Aside from the fact that you don't really need this Ada Closure, there's a potential problem caused by anonymous access-to-subprogram values, which is that the subprogram could be locally declared and have gone out of scope by the time the C library gets round to calling it. This would be Bad News.

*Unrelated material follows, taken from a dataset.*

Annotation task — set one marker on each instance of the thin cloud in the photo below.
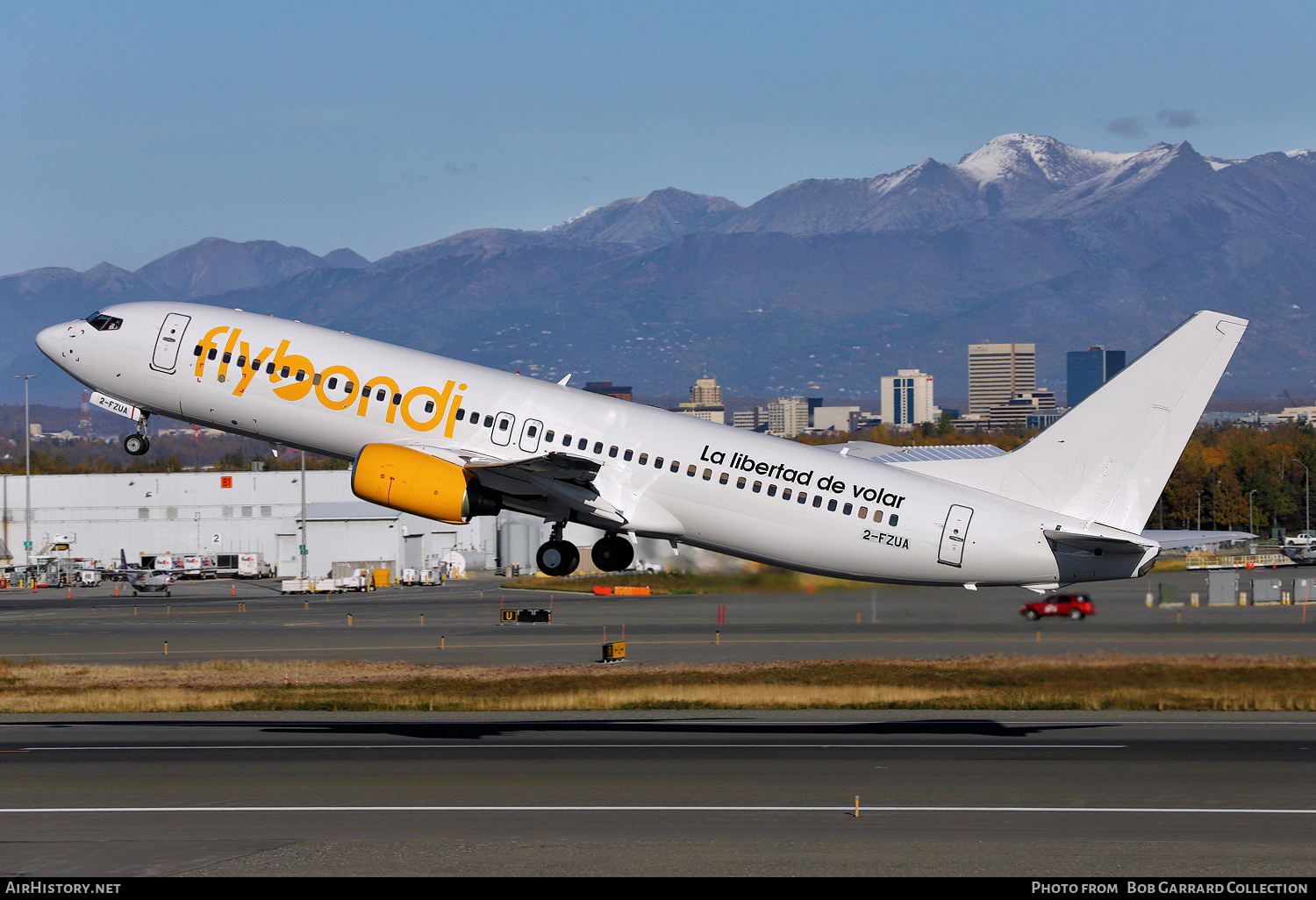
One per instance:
(1126, 126)
(1177, 118)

In the Ada world, the compiler copes with this problem in two ways. First, you're not allowed to store anonymous access-to-subprogram values (hence the type Procedure_P above). Second, even if you work round this as in
function Create (Proc : access procedure (Parameter : Client_Data);
And_Parameter : Client_Data) return Closure is
begin
return (The_Procedure => Procedure_P'(Proc),
And_Parameter => And_Parameter);
end Create;
the actual 'accessibility levels' are checked at run time; if you get it wrong you'll get a Program_Error.
As an alternative, you might look at how GtkAda handles callbacks from GTK+. As shown in the GtkAda User’s Guide, and discussed in §4.2.2. Connecting via the Gtk.Handlers package,
The Gtk.Marshallers package provides a set of functions that can be used as callbacks directly for GtkAda…A set of To_Marshaller functions is found in every generic package in Gtk.Handlers. They take a single argument, the name of the function you want to call, and return a handler that can be used directly in Connect.
Interaction is an example that instantiates several such handlers and connects the corresponding callback using an access-to-subprogram parameter.